Crime, Glitzer und Korruption gehen im Cook County Jail Hand in Hand. Für unschuldig befunden wird derjenige, der sich am besten medienträchtig in Szene setzen kann – vorausgesetzt, er hat vorher einen Batzen Geld an den geschäftstüchtigen Anwalt Billy Flinn bezahlt, der die Aufmerksamkeit der Presse mit frei erfundenen, medientauglichen Skandalen in die richtigen Bahnen lenkt. Wer kein Geld hat oder blind an die Gerechtigkeit der Justiz im eigenen Land glaubt, der endet am Galgen. Schuld und Unschuld verkommen so zu gänzlich irrelevanten, theoretischen Konzepten. Am Ende brennen sogar die Waagschalen der Justitita – aber niemanden stört’s. „Sex sells and money rules“ – das ist die Botschaft. Es ist eine Zukunftsvision, die Angst macht, weil sie heutzutage nicht nur vorstellbar ist, sondern wir sie ansatzweise schon als Realität erkennen. Das ist nicht nur verdammt gruselig – sondern trifft auch den Zeitgeist.

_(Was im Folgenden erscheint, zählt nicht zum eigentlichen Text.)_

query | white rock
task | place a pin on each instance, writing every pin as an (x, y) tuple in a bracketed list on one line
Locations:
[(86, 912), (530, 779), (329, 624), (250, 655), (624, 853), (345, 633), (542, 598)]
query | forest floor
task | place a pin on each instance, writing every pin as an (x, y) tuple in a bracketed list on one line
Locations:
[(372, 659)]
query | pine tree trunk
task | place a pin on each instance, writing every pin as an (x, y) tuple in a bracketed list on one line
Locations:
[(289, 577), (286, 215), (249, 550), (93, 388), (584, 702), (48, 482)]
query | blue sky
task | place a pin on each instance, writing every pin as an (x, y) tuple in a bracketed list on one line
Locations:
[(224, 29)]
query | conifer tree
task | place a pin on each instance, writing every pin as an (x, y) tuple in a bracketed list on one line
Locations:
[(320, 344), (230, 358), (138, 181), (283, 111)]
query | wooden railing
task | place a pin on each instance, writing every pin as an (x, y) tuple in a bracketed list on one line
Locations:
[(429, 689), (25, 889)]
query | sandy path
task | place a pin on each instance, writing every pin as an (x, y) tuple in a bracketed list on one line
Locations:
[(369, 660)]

Insgesamt wurde für die Open-Air-Inszenierung ein unfassbar großer Aufwand betrieben. Allein das imposante Bühnenbild von Leif-Erik Heine verrät schon, dass sich die Zuschauer auf eine spektakuläre Show freuen können. Filmfreunde werden sich an Fritz Langs Sci-Fi-Klassiker „Metropolis“ erinnert fühlen.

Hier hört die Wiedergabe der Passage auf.